The primary question in my mind, as I ponder the latest assault on rationality to emanate from our GOP-controlled Congress (how much longer, Lord?), is to what extent these radicals believe they're doing the right thing - as they set about methodically circumventing the principles that define who we are as a nation - and to what extent they're just cynically serving their short-term interests. Or has that line simply vanished?
HR 4844, which passed the House along party lines last week, is, unfortunately, more than just sputter and bluster about the peril of illegal aliens invading our voting booths, i.e., another piece of fantasy legislation to "protect" Americans from one more right-wing bugbear, like smoldering flags and gay wedding cakes.
"If this bill passed the Senate and became law, the electorate would likely become more middle-aged, whiter and richer - and, its sponsors are anticipating, more Republican," the New York Times editorialized last week with welcome zeal (signaling, let us pray, the Gray Lady's awakened interest in the integrity of U.S. elections).
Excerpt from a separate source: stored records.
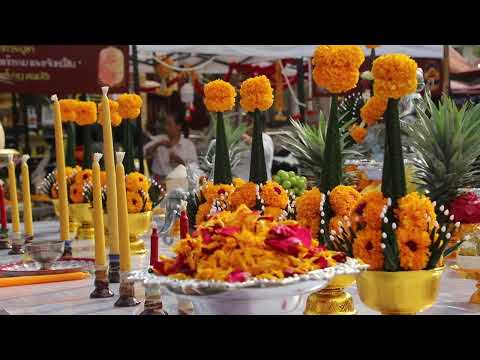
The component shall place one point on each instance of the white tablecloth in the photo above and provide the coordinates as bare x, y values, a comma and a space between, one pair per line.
72, 297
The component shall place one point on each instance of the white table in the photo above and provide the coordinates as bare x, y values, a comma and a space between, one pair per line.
72, 297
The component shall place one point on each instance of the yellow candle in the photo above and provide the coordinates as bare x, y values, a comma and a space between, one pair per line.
12, 181
123, 231
100, 259
61, 176
110, 170
27, 201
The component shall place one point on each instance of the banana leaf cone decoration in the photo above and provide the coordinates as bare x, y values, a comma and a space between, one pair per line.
222, 172
258, 167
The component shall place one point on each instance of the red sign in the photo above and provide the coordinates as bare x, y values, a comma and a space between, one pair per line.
63, 69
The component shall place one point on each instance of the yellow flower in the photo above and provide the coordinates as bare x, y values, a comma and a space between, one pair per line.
84, 176
394, 76
76, 193
336, 67
219, 96
256, 93
358, 133
367, 247
415, 212
129, 106
414, 248
369, 208
115, 117
134, 202
244, 195
273, 211
68, 109
202, 213
86, 113
136, 182
273, 194
237, 182
373, 109
343, 199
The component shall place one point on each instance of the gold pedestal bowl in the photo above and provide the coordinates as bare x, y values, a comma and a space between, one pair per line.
73, 226
471, 274
400, 292
333, 300
138, 225
83, 215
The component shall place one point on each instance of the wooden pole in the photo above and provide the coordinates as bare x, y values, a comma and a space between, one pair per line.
446, 69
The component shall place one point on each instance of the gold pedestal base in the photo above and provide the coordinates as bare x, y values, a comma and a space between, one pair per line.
333, 300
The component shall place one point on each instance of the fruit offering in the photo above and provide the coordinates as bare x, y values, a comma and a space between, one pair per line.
291, 181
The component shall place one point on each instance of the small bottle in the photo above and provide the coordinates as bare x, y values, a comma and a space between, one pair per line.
153, 247
183, 220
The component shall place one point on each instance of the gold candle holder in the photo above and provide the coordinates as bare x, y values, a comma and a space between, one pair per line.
127, 292
102, 289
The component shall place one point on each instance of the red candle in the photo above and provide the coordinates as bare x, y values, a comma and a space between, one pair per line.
154, 246
3, 208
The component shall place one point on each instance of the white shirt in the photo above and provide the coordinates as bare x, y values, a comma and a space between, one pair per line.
161, 166
242, 170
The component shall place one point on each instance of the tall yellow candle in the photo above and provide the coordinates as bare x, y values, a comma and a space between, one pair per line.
61, 176
12, 182
100, 259
112, 208
123, 230
27, 201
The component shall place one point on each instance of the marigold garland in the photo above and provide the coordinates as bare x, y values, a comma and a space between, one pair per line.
343, 199
414, 248
395, 75
256, 93
219, 96
86, 113
373, 109
358, 133
68, 109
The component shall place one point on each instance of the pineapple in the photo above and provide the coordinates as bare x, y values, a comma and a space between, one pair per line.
307, 144
446, 143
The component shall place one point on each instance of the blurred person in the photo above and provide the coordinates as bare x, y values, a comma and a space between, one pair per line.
170, 150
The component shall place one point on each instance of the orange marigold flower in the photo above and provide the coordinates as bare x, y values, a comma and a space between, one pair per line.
373, 109
68, 109
367, 247
358, 133
115, 117
369, 208
336, 67
273, 194
219, 96
136, 182
394, 76
414, 248
237, 182
202, 213
343, 199
256, 93
134, 202
244, 195
86, 113
415, 211
273, 211
83, 176
130, 106
76, 193
308, 205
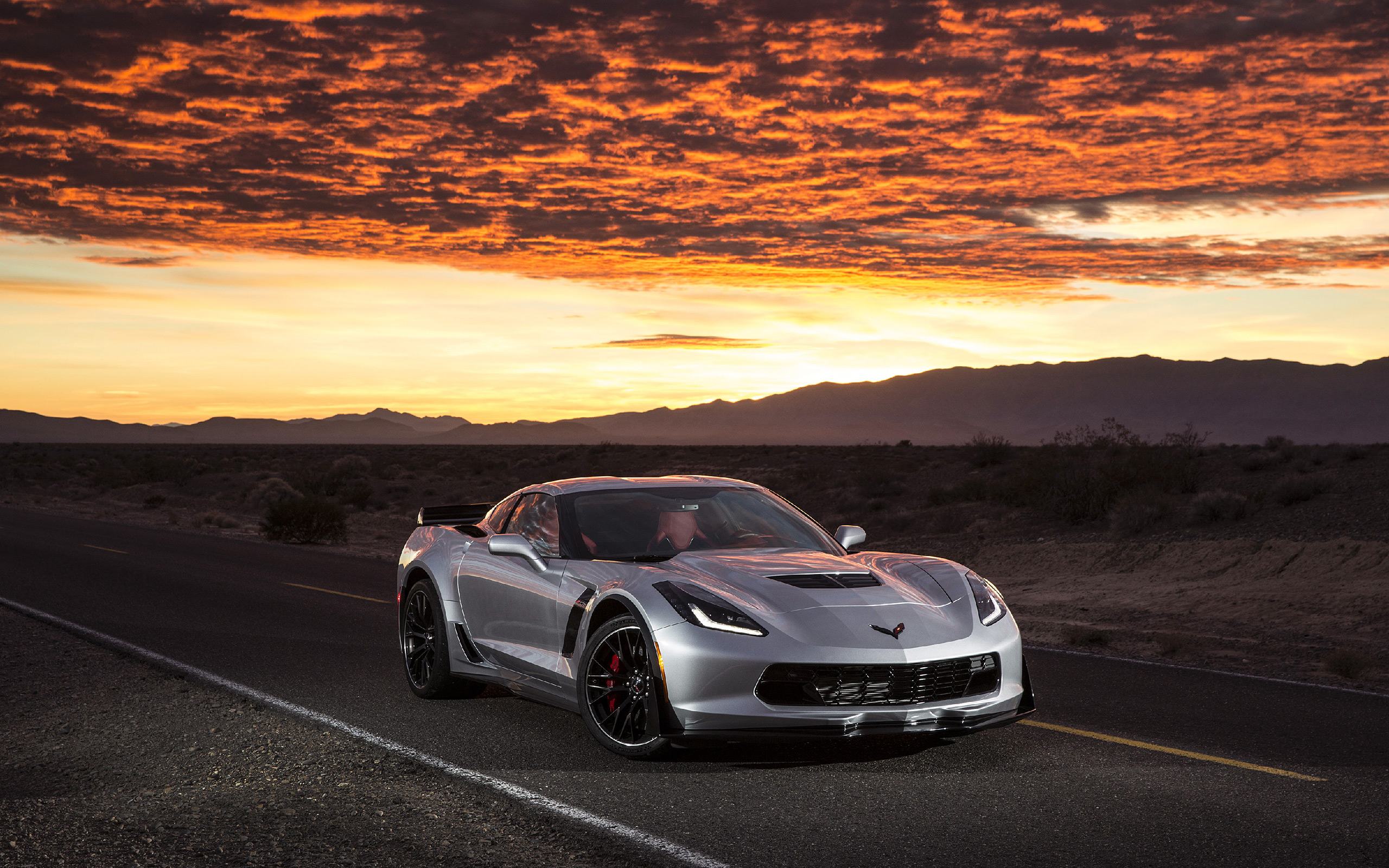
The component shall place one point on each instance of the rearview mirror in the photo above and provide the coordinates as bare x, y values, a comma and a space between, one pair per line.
514, 544
851, 537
The bill, as critics have vehemently charged, is a de facto, latter-day poll tax, requiring people to obtain costly documentation to prove their citizenship. A passport, for instance (which only 25 percent of Americans possess), costs $97. The cost of the photo ID could be even more onerous. "This is a mandate on all citizens to actually have to pay to vote," according to Tanya Clay House of People for the American Way. And as such, it is blatantly unconstitutional.
Indeed, the day before the House vote, a Georgia law requiring would-be voters to show a government-issued photo ID was struck down by Superior Court Judge T. Jackson Bedford Jr., whose words of rebuke were echoing in the House chamber 24 hours later (and quoted by House Minority Leader Nancy Pelosi).
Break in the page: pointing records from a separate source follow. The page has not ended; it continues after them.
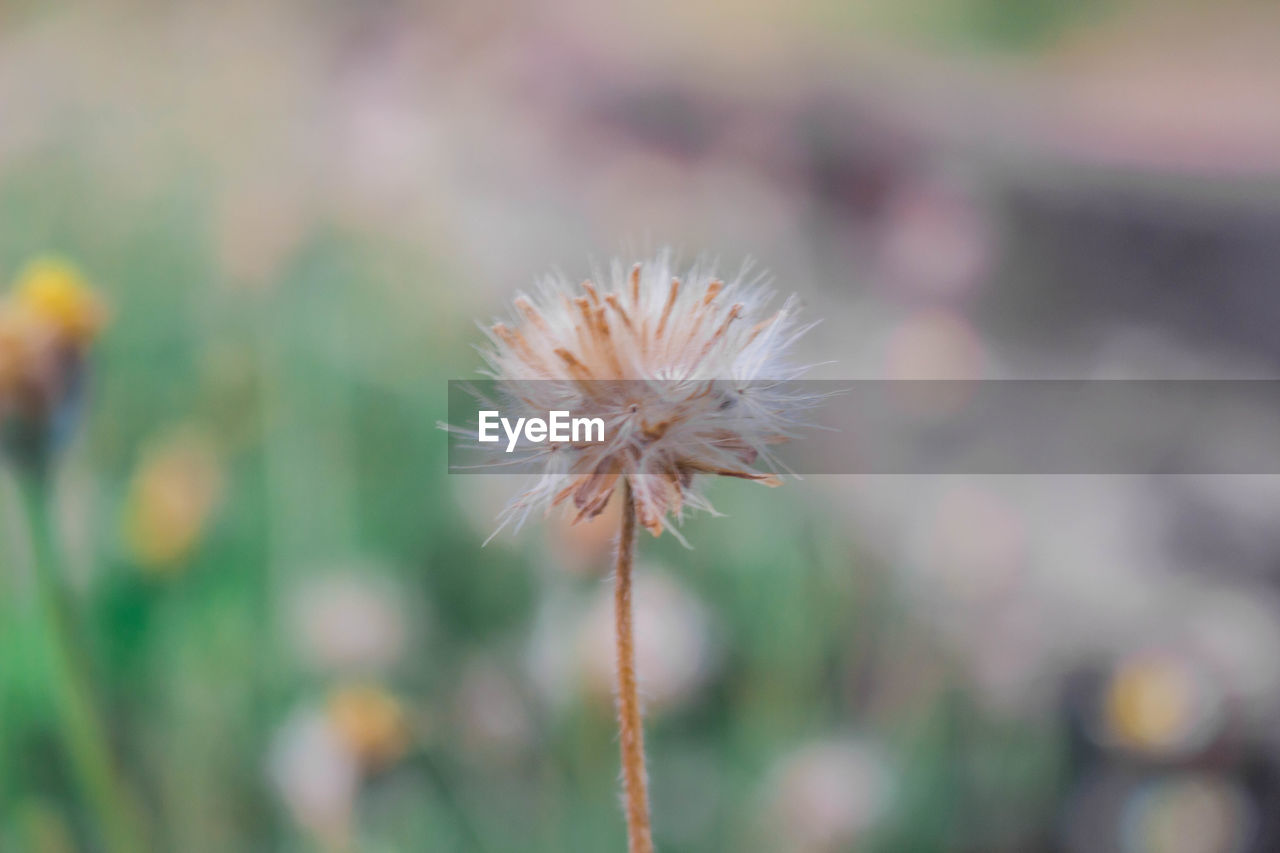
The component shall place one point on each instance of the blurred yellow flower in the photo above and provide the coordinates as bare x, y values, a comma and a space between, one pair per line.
1160, 703
371, 723
46, 324
174, 492
54, 291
"This cannot be," he said.
Judge Bedford's anger and incredulity still reverberate. The Republicans are rolling back the civil rights movement.
And it gets worse. In order to do this, they'd be requiring every state to tangle its citizens in a new, enormously expensive bureaucracy, the cost of which would be borne primarily by destitute state governments.
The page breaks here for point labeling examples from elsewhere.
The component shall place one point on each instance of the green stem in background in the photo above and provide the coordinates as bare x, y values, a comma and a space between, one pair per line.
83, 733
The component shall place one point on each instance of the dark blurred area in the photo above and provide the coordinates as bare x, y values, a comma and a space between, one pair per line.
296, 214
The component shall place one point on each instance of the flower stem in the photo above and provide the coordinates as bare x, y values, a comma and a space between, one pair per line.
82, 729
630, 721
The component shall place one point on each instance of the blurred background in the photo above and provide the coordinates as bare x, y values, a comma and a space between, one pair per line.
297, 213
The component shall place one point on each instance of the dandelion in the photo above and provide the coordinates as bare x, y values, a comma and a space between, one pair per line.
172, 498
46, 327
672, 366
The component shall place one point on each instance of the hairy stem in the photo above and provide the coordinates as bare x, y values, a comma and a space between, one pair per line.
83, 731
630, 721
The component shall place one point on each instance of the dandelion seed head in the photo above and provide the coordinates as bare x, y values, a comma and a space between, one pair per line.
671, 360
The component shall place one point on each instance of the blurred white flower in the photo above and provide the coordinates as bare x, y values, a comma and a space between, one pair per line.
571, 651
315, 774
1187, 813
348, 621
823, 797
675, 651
An estimate of how much this unnecessary measure would cost to implement can be found in a recently released report (based on a survey conducted by the National Governors Association, the National Conference of State Legislatures and the American Association of Motor Vehicle Administrators) examining the true cost of a national identity card, a.k.a. Real ID. This is a similarly ill-conceived GOP concoction passed into law last spring as part of a military spending bill.
The cost for states to reissue identification documents to all 245 million current driver's-license and state-ID holders within five years, the study found, would be $11 billion. Congress has set aside $40 million, according to a recent story in the Salt Lake Tribune.
"We need to do the things that cut down on real fraud, not disenfranchise millions of American citizens," said Jonah Goldman of Lawyers Committee for Civil Rights Under the Law. "This law is designed to prevent certain citizens - not non-citizens - from voting. There's no logical conclusion you can come to other than that (the bill's supporters are) fostering hysteria that needs this solution."
The mechanism of democracy is breaking down before our very eyes. The problems already in place - most egregiously, our national electronic voting debacle, which is mind-boggling in its costs, malfunctions and fraud potential - need our urgent attention. So it's enormously frustrating to have to expend energy desperately heading off greater damage, but I see little choice.
The anti-democratic forces we're up against are part cynical calculation and part deep-seated fear of the unknown. The Voter ID bill demonstrates the seamlessness with which these elements are conjoined. The bill is part of a package of fear-based legislation - including the construction of 700 miles of double-layered fencing on the U.S.-Mexico border - aimed at sealing the country off from the rest of the world, as though what we have to give the world is in short supply.